It occurs to me that every funeral I’ve attended–save one–has been a Baptist funeral. And even the Nazarene funeral followed the cardinal rule of Baptist funerals. There was a ham. I don’t know if I can properly grieve without a ham and some cheese cut into triangles and some dinner rolls. I know it sounds like I just might be joking, but really I am not. For me that’s closure, the culinary version of Amazing Grace on the bagpipes.
My husband* said last night that the viewing was scheduled for two hours but actually ran for five and a half. The people just kept lining up in a human chain that snaked around the church. Afterward they had turkey. I assume there will be ham today after the service itself.
I know that I’m an Anabaptist. I get that we Mennonites have our own ways of doing things. But I am now insisting that there be for me instead of a “viewing” where sombre people file past to have a look at the body I vacated there be food and drink and music. Not because I don’t want people to be sad, but because I want those sad people to eat with their bodies and their souls. They need to be fed because they’re still stuck in these contraptions that require it. Not that the line to my shell will last for hours, of course. Knowing me it’ll be over in thirty minutes or less. Like a pizza.
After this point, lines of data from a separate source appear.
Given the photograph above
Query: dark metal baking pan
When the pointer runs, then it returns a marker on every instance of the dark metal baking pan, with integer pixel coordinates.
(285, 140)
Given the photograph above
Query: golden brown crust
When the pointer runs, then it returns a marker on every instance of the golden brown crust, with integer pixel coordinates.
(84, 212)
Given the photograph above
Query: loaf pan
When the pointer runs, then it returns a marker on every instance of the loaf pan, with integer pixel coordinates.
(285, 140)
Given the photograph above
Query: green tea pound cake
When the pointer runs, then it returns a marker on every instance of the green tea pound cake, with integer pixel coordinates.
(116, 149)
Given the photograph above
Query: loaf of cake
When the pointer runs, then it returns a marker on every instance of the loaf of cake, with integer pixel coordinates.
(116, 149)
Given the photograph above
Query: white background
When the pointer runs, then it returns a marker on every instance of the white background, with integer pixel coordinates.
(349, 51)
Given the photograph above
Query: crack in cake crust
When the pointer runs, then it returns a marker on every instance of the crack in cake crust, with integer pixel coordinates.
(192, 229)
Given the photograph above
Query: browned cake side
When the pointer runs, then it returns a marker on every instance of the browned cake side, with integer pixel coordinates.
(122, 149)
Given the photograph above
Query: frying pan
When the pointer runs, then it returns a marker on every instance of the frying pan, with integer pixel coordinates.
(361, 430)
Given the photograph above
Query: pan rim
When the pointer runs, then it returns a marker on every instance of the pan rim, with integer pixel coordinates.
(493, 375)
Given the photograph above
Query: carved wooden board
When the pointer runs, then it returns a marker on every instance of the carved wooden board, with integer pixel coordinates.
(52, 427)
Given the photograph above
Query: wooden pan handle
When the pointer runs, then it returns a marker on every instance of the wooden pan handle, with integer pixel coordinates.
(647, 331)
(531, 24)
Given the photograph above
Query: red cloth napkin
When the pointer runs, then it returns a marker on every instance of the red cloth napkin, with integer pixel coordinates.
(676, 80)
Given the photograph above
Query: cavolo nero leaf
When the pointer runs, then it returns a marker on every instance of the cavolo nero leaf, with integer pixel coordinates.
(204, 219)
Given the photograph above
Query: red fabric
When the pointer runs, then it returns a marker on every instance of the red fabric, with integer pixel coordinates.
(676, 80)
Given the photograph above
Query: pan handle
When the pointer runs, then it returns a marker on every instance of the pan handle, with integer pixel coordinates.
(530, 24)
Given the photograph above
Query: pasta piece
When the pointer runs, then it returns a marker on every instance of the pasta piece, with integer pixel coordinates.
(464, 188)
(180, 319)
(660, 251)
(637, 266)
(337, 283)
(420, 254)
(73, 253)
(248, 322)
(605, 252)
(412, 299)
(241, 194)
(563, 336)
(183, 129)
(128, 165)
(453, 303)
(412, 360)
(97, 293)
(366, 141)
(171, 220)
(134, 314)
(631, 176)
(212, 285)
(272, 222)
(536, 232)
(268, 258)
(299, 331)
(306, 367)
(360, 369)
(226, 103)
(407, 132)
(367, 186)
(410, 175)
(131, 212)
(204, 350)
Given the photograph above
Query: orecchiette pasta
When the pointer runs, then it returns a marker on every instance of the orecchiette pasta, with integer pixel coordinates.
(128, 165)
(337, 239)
For now I’ll comfort myself with hearing a few hymns and having a piece of cold fried chicken. I think the chicken is Lutheran, or maybe Methodist. But today we can be ecumenical in our grief.
*I know that most of you know his name. But it’s always been my #1 Rule of the Blog that his name not be written here. I don’t want people who google him professionally to be assaulted with a slew of ramblings.